O magistrado não fala por acaso. A Paraíba já testemunhou, em Cabedelo, o que pode acontecer quando facções criminosas se infiltram em comunidades e passam a decidir quem deve mandar no poder público. Foi exatamente isso que a Polícia Federal revelou na chamada Operação En Passant, um escândalo que escancarou como grupos criminosos, políticos e agentes públicos podem se misturar em uma perigosa teia de corrupção eleitoral.
Em Cabedelo, segundo investigações oficiais, não faltaram exemplos: listas de eleitores sob controle de facções, promessas de cargos públicos, cestas básicas e até depósitos via Pix em troca de votos. Um enredo digno de filme policial, mas que infelizmente foi realidade nas urnas de 2024.

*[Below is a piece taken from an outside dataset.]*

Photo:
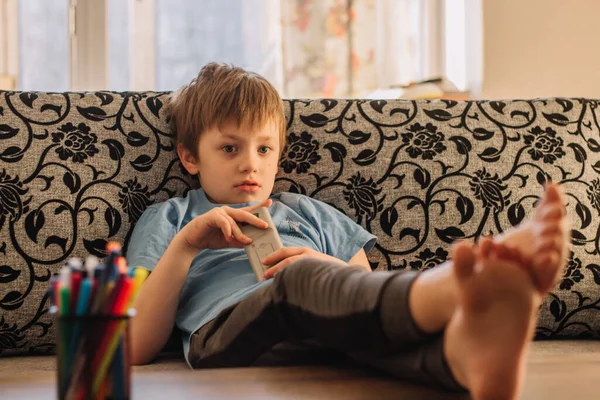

A Justiça Eleitoral, diante das provas, não teve alternativa: cassou os mandatos do prefeito André Coutinho e de um vereador, além de tornar inelegível o ex-prefeito Vitor Hugo. Já o Ministério Público Federal denunciou os envolvidos por organização criminosa, coação de eleitores e peculato.
O desembargador Ricardo Porto, ao identificar a presença do crime organizado como o maior problema das próximas eleições, praticamente descreveu aquilo que já foi constatado em Cabedelo. Seu alerta soa como eco das denúncias da Polícia Federal: se nada for feito, facções podem transformar comunidades em currais eleitorais, impondo medo e comprando a esperança da população.
O que aconteceu em Cabedelo serve de advertência. O risco é real e não pode mais ser ignorado.